Thursday, August 21, 2008

Does culture affect your science?

An odd question I know. But it is something that I have been thinking about for the last couple weeks. That is what happens when you're at home dealing with a toddler I guess. As I have mentioned before, I am East Indian / South Asian. My parents immigrated to Canada in the 70's and embraced Canadian values. They worked really hard to be able to send all us to university and overall they treated myself, my brother and my sister relatively equally. There were differences and I dealt with them the best I could. My parents worked hard to incorporate many aspects of Canadiana into our childhood from camping and joining sport teams to celebrating Christmas and Thanksgiving. They also wanted us to value and appreciate our Indian heritage and did a lot to keep us connected to the Indian culture.
One of the things that is huge in Indian culture is respect for your elders, importance of family and "saving face". These things were drilled into me as child and they are things that I value. I truly believe in the importance of family and respecting those older than you. Those "older" included not just your parents and grandparents but your teachers, as well. Teacher includes your professors and PI. Respect to most Indian parents is defined as doing what your family asks. So for me respecting my PI = doing what S/he asks. Obviously that makes for a very difficult graduate studies, and over time I have had to make alot of adjustments to what I view as being respectful. This has been a difficult and challenging journey. One that I am extremely glad that I made, but it makes me wonder that if I didn't have that strong believe in what the definition of respect is, would the transition to questioning your PI had happened sooner or been easier? Would I have been able to take control faster?
The other ability that is critical to success in science (and almost every other field) is speaking up. Having opinions, stating them and being strong enough to defend them. Yet I am not able to do that at home. Actually that is not 100% true. I know Mr.SM would run in the opposite direction if I didn't have vigorous debates with him on all sorts of different topics. But Mr.SM is the epitome of the modern man (not compared to you 'whities' but definitely for an indian man), but his family is much more traditional. They have clearly defined roles for men and women, and quite frankly I can't be bothered to try and change the views of 50+ year old people. It is much easier on my relationship with his family if I pick my battles with them. Again, I wonder if it wasn't so faux pas to be an outspoken woman, that it would be easier to put the "hat" of outspoken woman on.

3 comments:

Mrs. Spit said...

I think family of origin stuff is just huge in how we live our lives. The way we were "programmed" to respond to things, what tasks we do, what roles we fall into, has a huge affect on how we live our lives.

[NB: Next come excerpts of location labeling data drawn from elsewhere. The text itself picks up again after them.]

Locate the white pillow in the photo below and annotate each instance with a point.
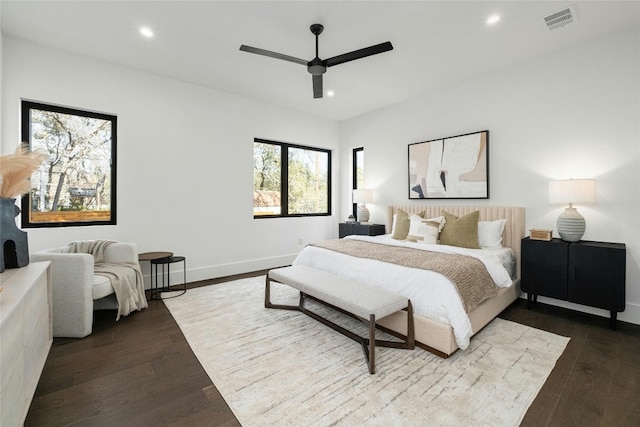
(490, 233)
(425, 231)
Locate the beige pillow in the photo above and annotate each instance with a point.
(462, 232)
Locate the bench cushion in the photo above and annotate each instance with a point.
(348, 294)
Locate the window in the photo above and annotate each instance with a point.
(77, 184)
(290, 180)
(358, 173)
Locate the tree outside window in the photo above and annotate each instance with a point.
(290, 180)
(76, 185)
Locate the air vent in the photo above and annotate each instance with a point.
(561, 18)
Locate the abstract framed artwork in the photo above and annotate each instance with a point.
(456, 167)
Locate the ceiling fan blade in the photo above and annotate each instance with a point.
(271, 54)
(360, 53)
(317, 86)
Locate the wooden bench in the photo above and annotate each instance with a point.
(364, 302)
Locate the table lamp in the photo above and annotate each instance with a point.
(362, 197)
(571, 224)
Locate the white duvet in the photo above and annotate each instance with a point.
(432, 294)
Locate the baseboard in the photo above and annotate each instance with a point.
(631, 314)
(222, 270)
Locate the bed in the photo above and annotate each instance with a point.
(440, 325)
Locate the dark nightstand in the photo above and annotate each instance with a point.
(348, 228)
(584, 272)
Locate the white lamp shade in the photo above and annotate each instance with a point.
(362, 196)
(572, 191)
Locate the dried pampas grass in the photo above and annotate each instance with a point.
(16, 169)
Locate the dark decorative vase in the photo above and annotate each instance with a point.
(14, 248)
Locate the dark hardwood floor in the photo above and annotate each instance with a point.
(140, 371)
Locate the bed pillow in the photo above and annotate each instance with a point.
(425, 231)
(401, 224)
(462, 232)
(490, 233)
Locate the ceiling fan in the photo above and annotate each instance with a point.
(317, 67)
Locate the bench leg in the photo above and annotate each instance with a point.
(411, 335)
(372, 344)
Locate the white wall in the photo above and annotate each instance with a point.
(571, 114)
(185, 160)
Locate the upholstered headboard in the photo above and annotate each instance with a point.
(513, 229)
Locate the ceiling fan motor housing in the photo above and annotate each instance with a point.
(316, 67)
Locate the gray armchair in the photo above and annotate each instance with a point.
(77, 291)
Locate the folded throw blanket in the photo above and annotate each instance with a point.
(126, 279)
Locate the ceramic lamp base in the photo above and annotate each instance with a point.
(571, 225)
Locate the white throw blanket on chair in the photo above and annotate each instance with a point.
(126, 279)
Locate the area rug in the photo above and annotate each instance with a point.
(280, 367)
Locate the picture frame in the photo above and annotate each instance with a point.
(455, 167)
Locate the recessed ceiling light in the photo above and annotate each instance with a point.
(493, 19)
(146, 31)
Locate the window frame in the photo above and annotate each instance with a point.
(284, 179)
(354, 175)
(25, 117)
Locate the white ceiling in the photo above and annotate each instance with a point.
(436, 43)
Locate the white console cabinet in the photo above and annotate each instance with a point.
(26, 334)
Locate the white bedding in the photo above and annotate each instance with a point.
(432, 294)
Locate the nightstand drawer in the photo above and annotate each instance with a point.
(349, 228)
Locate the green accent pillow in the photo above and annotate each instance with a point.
(461, 232)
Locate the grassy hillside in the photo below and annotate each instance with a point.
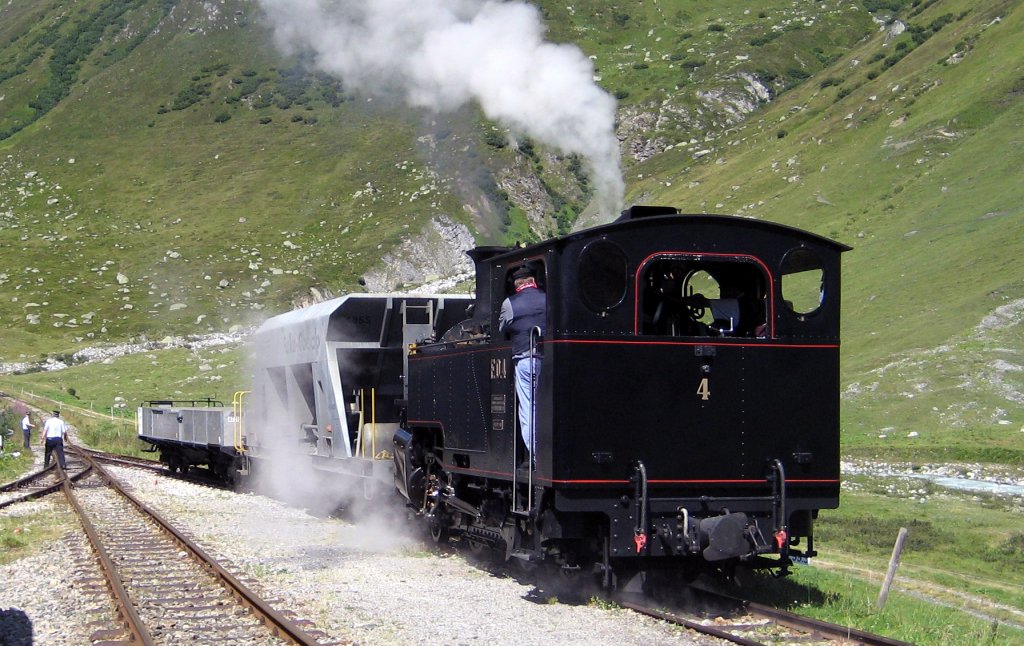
(163, 169)
(909, 149)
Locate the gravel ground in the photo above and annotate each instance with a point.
(42, 599)
(357, 583)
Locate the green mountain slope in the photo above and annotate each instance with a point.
(165, 169)
(918, 164)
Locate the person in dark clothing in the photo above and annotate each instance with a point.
(521, 312)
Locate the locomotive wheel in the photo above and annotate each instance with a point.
(439, 531)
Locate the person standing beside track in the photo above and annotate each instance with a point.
(54, 434)
(27, 427)
(521, 312)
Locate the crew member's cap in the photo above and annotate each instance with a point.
(522, 272)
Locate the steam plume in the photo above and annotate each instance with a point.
(440, 54)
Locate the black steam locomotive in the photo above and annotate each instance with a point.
(687, 406)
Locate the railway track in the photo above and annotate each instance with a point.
(165, 589)
(43, 481)
(754, 625)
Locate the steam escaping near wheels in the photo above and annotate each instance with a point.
(442, 54)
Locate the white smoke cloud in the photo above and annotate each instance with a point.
(441, 54)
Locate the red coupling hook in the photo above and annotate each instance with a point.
(641, 540)
(780, 537)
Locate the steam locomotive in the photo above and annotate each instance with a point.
(686, 410)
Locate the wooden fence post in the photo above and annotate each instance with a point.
(893, 564)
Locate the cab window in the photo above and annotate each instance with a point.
(691, 295)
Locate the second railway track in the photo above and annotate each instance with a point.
(168, 591)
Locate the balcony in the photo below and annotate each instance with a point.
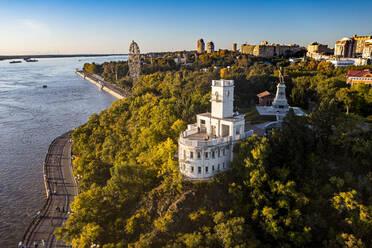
(196, 138)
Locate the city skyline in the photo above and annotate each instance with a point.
(56, 27)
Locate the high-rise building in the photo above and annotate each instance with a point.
(234, 47)
(268, 50)
(201, 46)
(210, 47)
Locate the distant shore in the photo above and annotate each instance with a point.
(103, 85)
(5, 57)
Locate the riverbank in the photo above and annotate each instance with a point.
(103, 85)
(60, 188)
(5, 57)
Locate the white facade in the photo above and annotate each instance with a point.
(206, 147)
(280, 100)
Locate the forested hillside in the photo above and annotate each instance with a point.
(308, 185)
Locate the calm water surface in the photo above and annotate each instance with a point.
(30, 118)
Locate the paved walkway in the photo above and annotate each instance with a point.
(61, 189)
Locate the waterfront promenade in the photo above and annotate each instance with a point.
(61, 189)
(110, 88)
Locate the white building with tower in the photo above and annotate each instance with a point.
(206, 147)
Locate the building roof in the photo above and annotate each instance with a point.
(359, 73)
(265, 93)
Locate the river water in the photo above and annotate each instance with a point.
(30, 118)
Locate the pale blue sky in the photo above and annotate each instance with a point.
(107, 26)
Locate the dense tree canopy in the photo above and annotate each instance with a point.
(307, 185)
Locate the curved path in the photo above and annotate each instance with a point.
(60, 188)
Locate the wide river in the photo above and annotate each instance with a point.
(30, 118)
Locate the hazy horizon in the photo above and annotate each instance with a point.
(96, 27)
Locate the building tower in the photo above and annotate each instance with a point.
(280, 100)
(234, 47)
(201, 46)
(206, 147)
(210, 47)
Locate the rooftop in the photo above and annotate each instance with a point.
(236, 117)
(358, 73)
(265, 93)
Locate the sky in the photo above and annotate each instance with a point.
(109, 26)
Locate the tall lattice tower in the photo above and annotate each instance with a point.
(134, 61)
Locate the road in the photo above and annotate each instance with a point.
(61, 189)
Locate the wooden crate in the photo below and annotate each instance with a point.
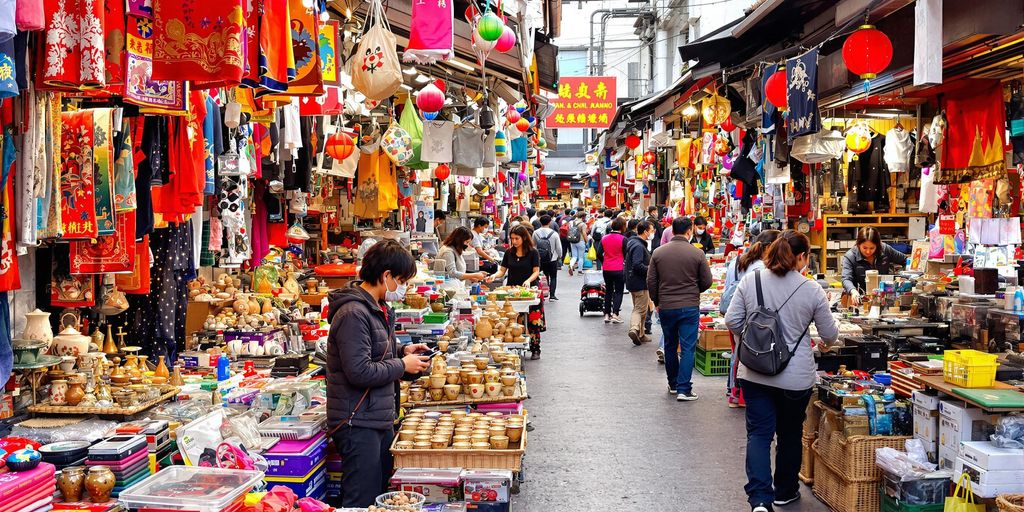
(510, 459)
(841, 495)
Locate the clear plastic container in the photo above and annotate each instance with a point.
(192, 488)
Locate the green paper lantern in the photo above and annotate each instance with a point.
(491, 27)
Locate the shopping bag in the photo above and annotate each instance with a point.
(965, 503)
(376, 71)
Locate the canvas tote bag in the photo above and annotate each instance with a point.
(376, 71)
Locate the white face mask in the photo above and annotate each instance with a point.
(397, 295)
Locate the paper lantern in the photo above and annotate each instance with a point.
(442, 171)
(775, 89)
(491, 27)
(867, 52)
(507, 41)
(716, 110)
(858, 138)
(339, 145)
(430, 100)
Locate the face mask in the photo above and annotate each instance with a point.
(397, 295)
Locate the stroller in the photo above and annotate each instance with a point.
(592, 294)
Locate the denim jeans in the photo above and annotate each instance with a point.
(680, 328)
(773, 414)
(579, 255)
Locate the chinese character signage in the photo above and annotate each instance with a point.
(584, 102)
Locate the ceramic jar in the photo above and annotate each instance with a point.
(99, 483)
(71, 342)
(37, 327)
(72, 480)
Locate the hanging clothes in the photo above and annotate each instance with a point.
(198, 41)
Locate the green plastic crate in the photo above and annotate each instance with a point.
(711, 363)
(889, 504)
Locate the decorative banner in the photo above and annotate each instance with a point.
(584, 102)
(329, 52)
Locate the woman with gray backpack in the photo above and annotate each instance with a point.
(770, 314)
(749, 261)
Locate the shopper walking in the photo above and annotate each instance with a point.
(637, 261)
(365, 364)
(578, 239)
(776, 403)
(739, 266)
(611, 255)
(677, 275)
(522, 265)
(549, 247)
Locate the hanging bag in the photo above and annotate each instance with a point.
(376, 70)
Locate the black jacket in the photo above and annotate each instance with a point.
(363, 358)
(637, 261)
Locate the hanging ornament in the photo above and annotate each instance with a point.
(442, 171)
(339, 146)
(430, 100)
(858, 138)
(867, 51)
(775, 89)
(507, 41)
(491, 27)
(716, 110)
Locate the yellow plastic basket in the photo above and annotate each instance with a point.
(969, 368)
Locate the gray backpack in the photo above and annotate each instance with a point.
(762, 344)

I imagine the effect would be equally significant on your career.

My Step Dad is Indian, so I've been given a unique picture into that world. And there's good parts, but bad parts too. I think there is in every culture. Sorry it's been a struggle.

Mimi said...

I know how I was brought up definitely affects my science. I don't know if it is a cultural thing, but it is definitely my personality that seems to hinder me the most. I was always told to not take anything lying down, no matter who it dishing it out, and I have gotten into some serious disagreements with people I have worked under because of things. I'm learning I don't have to be as hot-headed as my mother, but it still seeps in.

Amanda said...

Yes! It's one of the things that I have struggled with (culture affecting my science). I was brought up to be polite (read: non-offensive and not uncomfortable-making) above everything else. So, I struggle to ask for things that I need and to assert my interpretations of my data. So, I guess I have the opposite problem of Mimi!